Friday, December 01, 2023

Oracle Integration: How to replace a Connection by one with a different role?

In this blog article I describe how to replace an OIC Connection by one with a different Role (e.g. Trigger and Invoke by Trigger), which “officially” is not supported.
 

An issue I quite often encounter is that OIC developers made mistakes with the Role of the Connections they create. A bit unfortunate, but the default Role is Trigger and Invoke, which in 90% of the cases is the wrong choice to make. It should be either Trigger or Invoke except the few cases where you not only want to actively invoke API’s or services of an application but want to be triggered by “event” from that application. Connections to SaaS applications are a typical example of this, when you want to use API’s and services and also want to subscribe to event. 

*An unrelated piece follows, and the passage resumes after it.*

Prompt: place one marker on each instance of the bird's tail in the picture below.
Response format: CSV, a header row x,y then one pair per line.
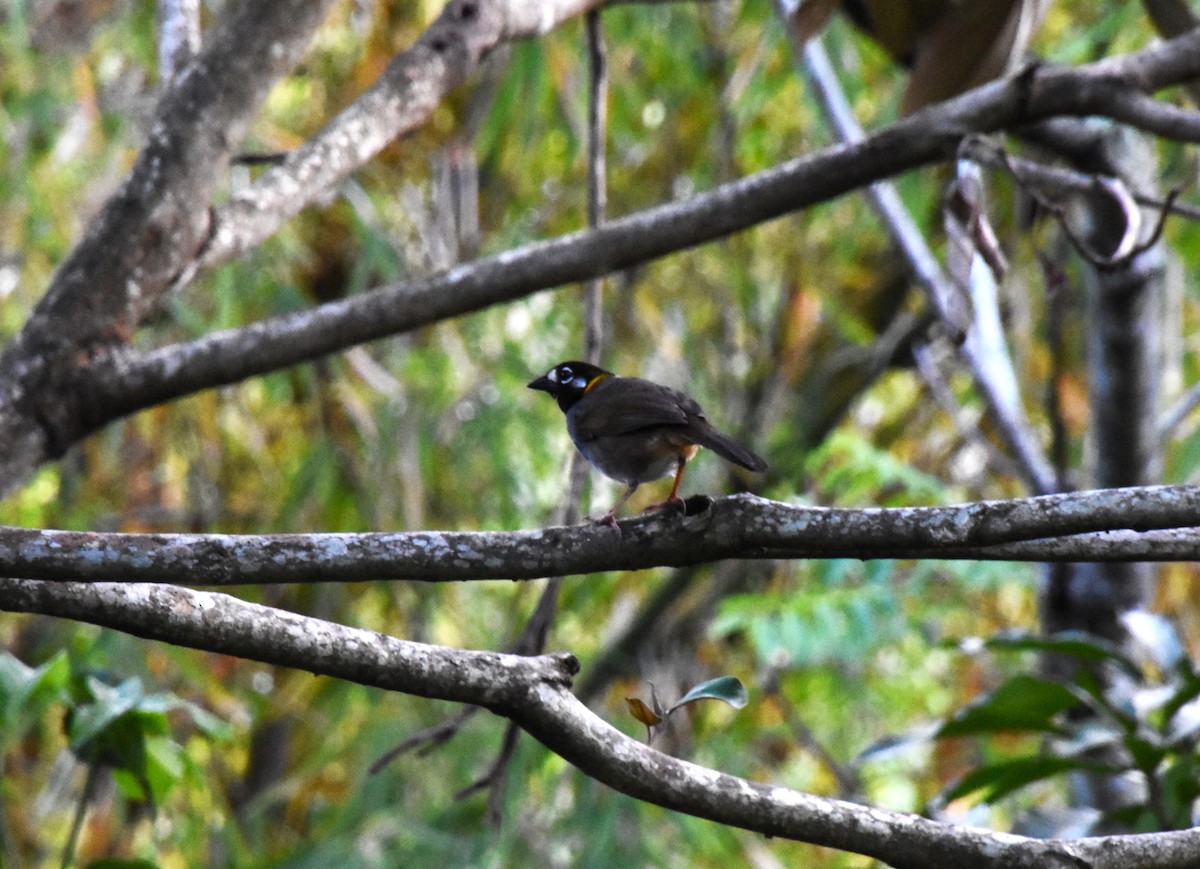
x,y
729,448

The argument for making the Role either as Trigger or Invoke is separation of concerns regarding security settings. At some point you probably must configure security in such a way that for the Integration's trigger (that for REST often started as Basic Authentication or OAuth 2.0 Or Basic Authentication) only OAuth 2.0 is allowed, if not on the OIC Development instance then at least on OIC Acceptance and Production instances. For an Integration's invokes you will have to configure the connections to comply with the security as required for the target applications. For Oracle SaaS applications this often implies using a Confidential Application with Client Credentials.

After having developed some 100 Integrations or more using a Connection with the wrong Role, it's not funny to find out that you cannot simply fix this issue by replacing the Connection by one with the proper Role, as in Integration Designer replacing a Connection by one with a different Role is not supported.

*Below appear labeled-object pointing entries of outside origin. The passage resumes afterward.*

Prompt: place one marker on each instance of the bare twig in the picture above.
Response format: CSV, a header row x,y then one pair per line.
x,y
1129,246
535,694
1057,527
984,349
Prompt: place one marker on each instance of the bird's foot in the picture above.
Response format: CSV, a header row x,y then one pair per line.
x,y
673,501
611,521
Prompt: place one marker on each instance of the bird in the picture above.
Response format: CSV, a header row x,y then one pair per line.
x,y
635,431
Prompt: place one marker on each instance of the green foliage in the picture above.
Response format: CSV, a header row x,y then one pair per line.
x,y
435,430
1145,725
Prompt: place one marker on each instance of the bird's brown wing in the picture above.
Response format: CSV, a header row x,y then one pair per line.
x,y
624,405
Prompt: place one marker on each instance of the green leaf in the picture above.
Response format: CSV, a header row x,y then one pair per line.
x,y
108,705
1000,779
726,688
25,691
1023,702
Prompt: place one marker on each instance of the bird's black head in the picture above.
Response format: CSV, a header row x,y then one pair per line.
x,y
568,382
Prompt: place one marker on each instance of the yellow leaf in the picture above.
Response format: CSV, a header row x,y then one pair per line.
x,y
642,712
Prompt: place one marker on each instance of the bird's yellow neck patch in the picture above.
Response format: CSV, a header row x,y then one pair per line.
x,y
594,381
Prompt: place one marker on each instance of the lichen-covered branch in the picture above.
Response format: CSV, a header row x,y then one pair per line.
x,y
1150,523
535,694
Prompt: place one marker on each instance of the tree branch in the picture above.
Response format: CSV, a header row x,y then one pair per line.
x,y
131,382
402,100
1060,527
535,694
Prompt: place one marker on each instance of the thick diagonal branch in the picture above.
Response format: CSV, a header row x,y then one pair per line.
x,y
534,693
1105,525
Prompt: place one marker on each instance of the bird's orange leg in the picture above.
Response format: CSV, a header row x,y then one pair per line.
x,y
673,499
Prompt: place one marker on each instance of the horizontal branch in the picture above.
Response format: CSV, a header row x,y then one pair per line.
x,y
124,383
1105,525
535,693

What is also not funny is when you started to use a Trigger and Invoke connection that was created using Basic Authentication for several integrations and then someone decided to change the security configuration to OAuth 2.0, for example like this:


When you try to create a new Integration using this as a Trigger, you will find you cannot do so


So, what might have looked like valid change, strictly speaking corrupted all integrations using this as a Trigger. I have not tried it out, but wonder if you will be able to reactivate them and what would happen when you migrate to Gen3.

So how to get out of this situation? The following describes how you can work around this restriction of not being able to replace a connection by one using a different Role. 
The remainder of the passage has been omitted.